Agência
Fapesp - SP - Com
base nos conceitos de “faça você mesmo”, o grupo desenvolveu kits para montagem
de coberturas e para coleta de água da chuva que podem ser usados em mutirões
e programas de habitação de interesse social.
Os
produtos deverão estar no mercado em julho. O próximo passo é o desenvolvimento
de móveis-divisória. “Levamos um ano para desenvolver as coberturas. Com o know-how
adquirido, devemos completar o projeto das divisórias em apenas seis meses. Esperamos
ter, dentro de cinco anos, um conjunto de subsistemas completo, envolvendo toda
a moradia”, disse o coordenador Aguinaldo dos Santos à Agência FAPESP.
O
projeto teve apoio da Financiadora de Estudos e Projetos (Finep) e do Programa
de Tecnologia de Habitação (Habitare). De acordo com o professor da UFPR, grande
parte da construção brasileira é feita em mutirões, mas os componentes de mobiliário
não são projetados considerando essa realidade. “A idéia é que o usuário possa
montar os kits sem ajuda ou ferramenta especial.
Ele
vai reduzir o desperdício e economizar também no custo do transporte, uma vez
que os módulos são compactos”, afirmou. O módulo de cobertura tem peças de MDF,
um material leve e reciclável, e chapas de aço galvanizado. Os pregos são substituídos
por encaixes.
A equipe estima um custo
até 60% menor do que o de coberturas tradicionais. “A cobertura não inclui as
telhas, pois muitas famílias usam sobras de construções anteriores. Ela consiste
na base que é fixada nas paredes de alvenaria ou madeira, conhecida como ‘tesoura’.

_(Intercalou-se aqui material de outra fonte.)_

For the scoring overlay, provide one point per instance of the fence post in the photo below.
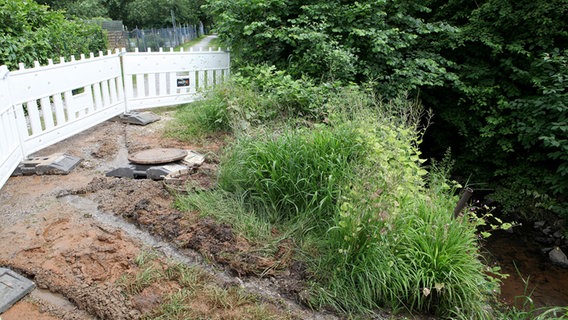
(5, 77)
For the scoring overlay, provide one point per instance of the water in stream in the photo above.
(521, 258)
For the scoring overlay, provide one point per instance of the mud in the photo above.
(76, 235)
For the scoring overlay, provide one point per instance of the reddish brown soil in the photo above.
(68, 252)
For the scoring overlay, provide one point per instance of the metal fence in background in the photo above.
(153, 39)
(119, 37)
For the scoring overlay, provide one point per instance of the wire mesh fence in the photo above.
(143, 39)
(153, 39)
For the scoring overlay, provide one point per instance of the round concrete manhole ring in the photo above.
(157, 156)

É exatamente a parte da cobertura que mais despende recursos e que mais gera erros”,
disse Santos.
Nesse projeto, em fase
de testes finais, a Finep investiu R$ 66 mil, além de duas bolsas de pesquisa.

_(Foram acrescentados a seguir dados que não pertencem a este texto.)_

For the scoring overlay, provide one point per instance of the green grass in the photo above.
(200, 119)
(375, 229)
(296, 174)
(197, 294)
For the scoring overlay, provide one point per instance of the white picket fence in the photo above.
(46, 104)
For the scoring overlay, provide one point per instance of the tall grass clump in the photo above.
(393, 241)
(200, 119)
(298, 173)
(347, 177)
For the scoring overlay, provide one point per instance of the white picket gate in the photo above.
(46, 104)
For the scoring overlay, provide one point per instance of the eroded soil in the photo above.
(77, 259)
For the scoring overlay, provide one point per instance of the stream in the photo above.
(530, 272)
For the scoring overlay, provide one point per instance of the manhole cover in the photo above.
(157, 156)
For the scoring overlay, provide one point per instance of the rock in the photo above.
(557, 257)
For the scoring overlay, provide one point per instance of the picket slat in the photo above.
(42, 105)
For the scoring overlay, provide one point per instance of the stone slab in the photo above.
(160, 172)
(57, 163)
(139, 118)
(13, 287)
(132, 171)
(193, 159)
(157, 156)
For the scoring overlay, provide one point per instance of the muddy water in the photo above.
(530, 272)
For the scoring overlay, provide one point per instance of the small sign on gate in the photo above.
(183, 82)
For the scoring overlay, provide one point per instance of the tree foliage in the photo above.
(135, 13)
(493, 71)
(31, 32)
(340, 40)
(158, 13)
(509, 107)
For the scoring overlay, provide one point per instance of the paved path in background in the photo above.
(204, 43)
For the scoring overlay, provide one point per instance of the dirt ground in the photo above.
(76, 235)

Outros parceiros foram a Companhia de Habitação do Paraná (Cohapar), a Companhia
de Habitação de Curitiba (Cohab) e o Conselho Nacional de Desenvolvimento Científico
e Tecnológico (CNPq).
A equipe trabalhou
com empresas da região especializadas em cartonagem, artefatos de madeira e processamento
da madeira. “O projeto inclui como parceiros todas as pontas da cadeia produtiva.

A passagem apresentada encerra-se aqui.